AI Assistant & Context Engine

Tabularis integrates a privacy-first AI assistant directly into the SQL Editor and notebooks. It goes beyond simple autocomplete by understanding your database structure to generate, explain, and label queries.

AI Assistant

How Context Injection Works

A common failure of generic AI tools (like ChatGPT) is hallucinating column names. Tabularis solves this via Schema Snapshots.

When you ask the AI to "Find users who ordered in the last 30 days", Tabularis intercepts the request and builds a condensed, token-optimized snapshot of your current database structure.

Example Snapshot injected into the system prompt:

=== DATABASE SCHEMA ===
Engine: PostgreSQL 15
Table: users (id: uuid, username: varchar, created_at: timestamptz)
Table: orders (id: uuid, user_id: uuid, total: numeric, status: varchar)
FK: orders.user_id -> users.id

By feeding this exact structural context to the LLM alongside your natural language prompt, the AI knows exactly which JOIN clauses to write and which data types it is dealing with.

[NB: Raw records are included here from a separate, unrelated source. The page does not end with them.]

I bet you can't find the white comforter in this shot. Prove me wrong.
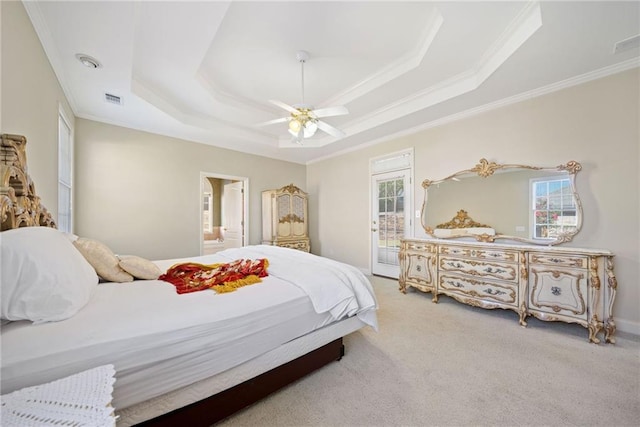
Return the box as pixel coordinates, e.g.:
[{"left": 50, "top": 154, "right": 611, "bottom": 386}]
[
  {"left": 212, "top": 245, "right": 378, "bottom": 330},
  {"left": 0, "top": 246, "right": 377, "bottom": 409}
]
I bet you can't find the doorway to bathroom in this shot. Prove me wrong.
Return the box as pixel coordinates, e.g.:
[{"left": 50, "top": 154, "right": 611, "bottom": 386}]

Supported Providers & Local Privacy

Tabularis is provider-agnostic. Configure your preferred engine in Settings:

1. Cloud Providers

  • OpenAI (openai): Uses your own API key and supports the model list shipped by the app plus any custom model entries you add.
  • Anthropic (anthropic): Good for complex query explanations and structured reasoning.
  • MiniMax (minimax): Available as a first-class provider in the AI settings.
  • OpenRouter (openrouter): Access a broader multi-model catalog through a unified API.
  • Custom OpenAI-compatible (custom-openai): Any endpoint that speaks the OpenAI API (e.g. LM Studio, vLLM, Groq-compatible gateways). Set aiCustomOpenaiUrl and choose a model in Settings.

2. Local Execution (Zero-Knowledge Privacy)

For enterprise databases with strict compliance requirements, you cannot send schema data to third-party servers. Tabularis natively integrates with Ollama.

  1. Install Ollama on your machine.
  2. Pull a coding model: ollama pull codellama or ollama pull llama3.
  3. In Tabularis Settings, set the provider to Ollama. The default port is 11434; change it via aiOllamaPort if needed. Result: Powerful AI assistance with a guarantee that zero bytes of data ever leave your network.

Explain & Optimize Queries

The AI is not limited to generating SQL. From the editor you can ask it to explain the current query, and the explanation prompt is configurable in Settings. The assistant breaks down joins, subqueries, and filters in plain language and can suggest likely optimization directions.

Notebook Cell Naming

In SQL Notebooks, the AI can generate descriptive names for cells based on their content:

  • Single cell: Click the AI icon on any cell header to generate a name for that cell.
  • Batch naming: Click Name All in the notebook toolbar to generate names for all unnamed cells at once.

The naming prompt is customizable in Settings > AI > Notebook Cell Name Prompt. The cell content (SQL or Markdown) is sent as the user message alongside the prompt.

Query Tab Naming

Tabularis can also generate short names for SQL result tabs. In multi-result views, the AI uses the current SQL text and a dedicated Query Tab Name Prompt from Settings to propose a concise label.

Custom Prompts

The AI settings currently expose four editable prompts:

  • System Prompt for SQL generation
  • Explain Prompt for query explanations
  • Notebook Cell Name Prompt
  • Query Tab Name Prompt

Model Context Protocol (MCP)

Tabularis ships with a built-in MCP Server, allowing external AI agents like Claude Desktop, Claude Code, Cursor, Windsurf, or Antigravity to interface with your saved connections over stdio.

  • Open the MCP integration panel from the sidebar or Settings.
  • Install the config for your target client.
  • The agent can then list saved connections, inspect schemas and tables, and execute SQL through the Tabularis MCP server.